Once, after I beat him in the worst game of all time, one-on-one Monopoly, he forced me to crawl out of the third story window of our grandmother’s house and sit out on the roof by myself. He locked the window from the inside, and then, presumably bored, left the house to hang out with one of his friends across town. He was supposed to be my babysitter that day. My cousin, Ben, was a marvelous asshole, but he made for a terrible poet: He stopped punishing me when he was bored.

Here are a few of the most violent images I can think of right now in this moment. A door opening to the sound of an angry baboon. A fake leg on the wrong person. The just-released dove at a funeral taking a shit on your baby.
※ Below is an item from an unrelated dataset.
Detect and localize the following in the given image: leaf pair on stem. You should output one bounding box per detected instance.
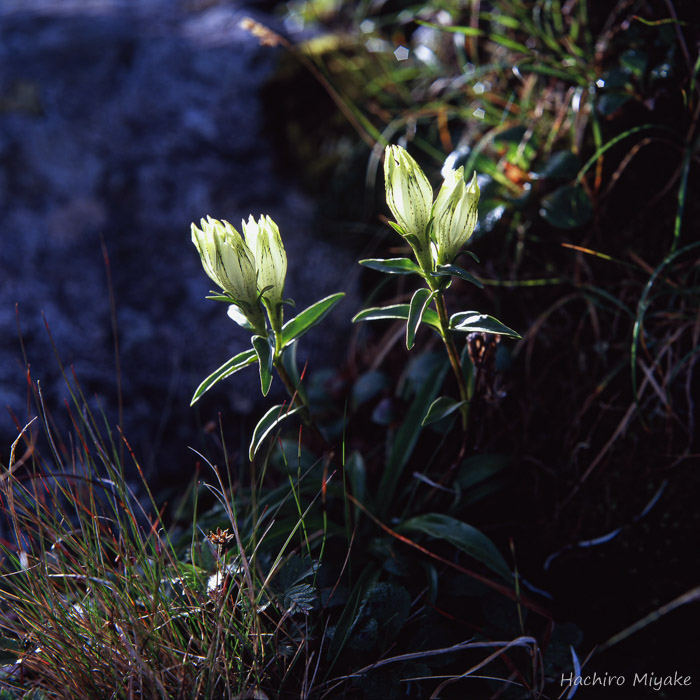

A mouse in your grandmother’s mouth. A blacker than black cake. A piece of blue paper being folded with a ruler. A red balloon. The new iPhone. If you use one or two of them in a poem, don’t make them nice by explaining them, softening them with excuses or explanation. Dump one of these images on your reader’s lap like a bloody pot roast and trust that they’re more animal than you.

One thing you can do while writing a poem is ask yourself if Ronald Reagan would find this poem to be of value. Another thing you can do while writing a poem is ask yourself if Ronald Johnson would find this poem to be of value. Think of the most violent thing you can possibly think of. Now empty your mind of it entirely. Now write a line about a cloud.

One of my favorite children’s books as a child was Ferdinand the Bull by Munro Leaf. In it, Ferdinand is a bull, much bigger and stronger than the other bulls who gets picked by the banderillos to fight the matador in the ring, only Ferdinand is much more interested in butterflies than fighting. In the end, the matador becomes frustrated and Ferdinand is returned to the pasture to live out his life chasing butterflies. As delightful as this is for children, there is nothing to understand, there is nothing redemptive, there is nothing complicated. The violence has been removed like a heart. If Ferdinand would have met his real fate, we would have loved him, we would have known him, he would have been real and beautiful. In one of my very favorite Stephen Dobyns’ poems, “Querencia,” a violent clarification of the Ferdinand story, Dobyns writes a horrifyingly beautiful understanding of the fate of bulls in bullfighting, one that reminds us of our own pain and mortality.

When students in a workshop ask me how they should end their poems, I usually tell them that if there is a speaker, or a you in the poem, if there are either of those things, to have either the speaker or the you be mauled to death by a bear. In general, I can’t think of a better way to end a poem. Every other way to end a poem, of course, can be as good.

Write the most violent poem you can using only the letter x. What does it look like? Now write a sincere love poem using any of the 26 letters you want to, but make the poem the exact same shape as your violent x poem.

When I was in Tucson last year, I was at a friend’s backyard party when I heard a pack of coyotes tearing apart a heard of cats on the other side of the wall. The killing was so close that I could hear the cat’s flesh rip, and the coyotes sounded like they were laughing hysterically like school children. I was talking to a stranger who I didn’t really care to be talking to. We were standing there facing each other drinking wine. We ignored the sound of bloody horror on the other side of the wall. I tried to write a violent poem about it, and I found that the productive tension of the poem wasn’t in describing the sound of death, it was somehow in our wine, how we just kept on sipping it, that little glass of blood, as if nothing could ever die.

A poem is not a chance to be nice. That is for every other part of your life, of your relationship to people and the world.

Never let a poet tell you what a poem is, let alone what a good poem is. That doesn’t make any sense. A good poet is the last person who would ever pretend to know what those things are.

I don’t know what I’m trying to tell you to do. I don’t know if I can. I don’t know what you need to do. And I’m trying to figure this out for myself too. Those two things are different. But do something. If a poem doesn’t scare you, or doesn’t push your heart up into your throat, then don’t do it like that. You’re doing it wrong.

When I told you that a poem was a confrontation between language and logic, I was lying. A poem is not a confrontation between language and logic, it is a confrontation with your own heart. A poem is a lie. It is a lie to your own heart. Whoever told you a poem is a confrontation with two things is a liar. Whoever told you that is making shit up, is a poet. You are a poet. You are a liar. You are an artist. You are a violent human. You are a human. You are going to die.